When it comes to addressing our biggest challenges—preserving our democracy, tackling inequality, and ensuring a successful transition from fossil fuels—it’s hard to imagine succeeding without the mass base and resources of a reinvigorated labor movement.

Yet in 2022 the US unionization rate dropped to 10.1 percent, the lowest on record, according to the Bureau of Labor Statistics. And since unions are one of the only institutions that effectively build solidarity across racial lines, this decline has allowed the MAGA movement (“Make America Great Again”) to put the old Republican playbook of weaponizing race and dividing workers on steroids.

But conditions might be changing. According to a recent Gallup poll, approval of unions is at its highest point since 1965. And rank-and-file anger over concessions has led to the election of new, more militant leadership in two of our most storied unions: the United Auto Workers (UAW) and the International Brotherhood of Teamsters (IBT).

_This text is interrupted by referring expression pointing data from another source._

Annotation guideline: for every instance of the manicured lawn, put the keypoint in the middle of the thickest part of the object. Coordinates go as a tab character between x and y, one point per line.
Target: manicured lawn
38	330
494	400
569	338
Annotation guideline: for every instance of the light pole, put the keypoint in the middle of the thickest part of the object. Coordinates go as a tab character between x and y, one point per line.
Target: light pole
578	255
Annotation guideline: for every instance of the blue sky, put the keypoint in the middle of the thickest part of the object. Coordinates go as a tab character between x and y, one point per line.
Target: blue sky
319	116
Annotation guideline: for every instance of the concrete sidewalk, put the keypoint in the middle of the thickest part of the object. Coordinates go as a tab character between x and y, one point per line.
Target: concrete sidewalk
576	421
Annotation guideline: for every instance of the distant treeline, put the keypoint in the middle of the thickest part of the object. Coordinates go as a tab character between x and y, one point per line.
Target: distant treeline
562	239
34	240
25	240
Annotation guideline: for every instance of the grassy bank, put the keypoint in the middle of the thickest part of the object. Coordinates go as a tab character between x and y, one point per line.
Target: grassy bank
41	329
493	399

Meanwhile, despite all the odds, young people, with the support of Workers United and its parent union, the Service Employees International Union (SEIU), continue to power a movement demanding union recognition and fair contracts at Starbucks. This summer, all three of these unions are likely to engage in mobilizations and strikes on a scale this country hasn’t seen in decades.

This convergence raises some important questions: Could this summer be an opportunity for allies of labor to mobilize a broader cross-section of the public to engage in acts of solidarity? Could such an effort help build a coalition politically powerful enough to demand that Democrats embrace labor’s agenda as their own? And finally, could our collective actions help produce a political shift that could eventually win labor law reform, unlocking the labor movement’s power—and the democratic impulses that come with it—that we desperately need to begin to address some of our most pressing issues?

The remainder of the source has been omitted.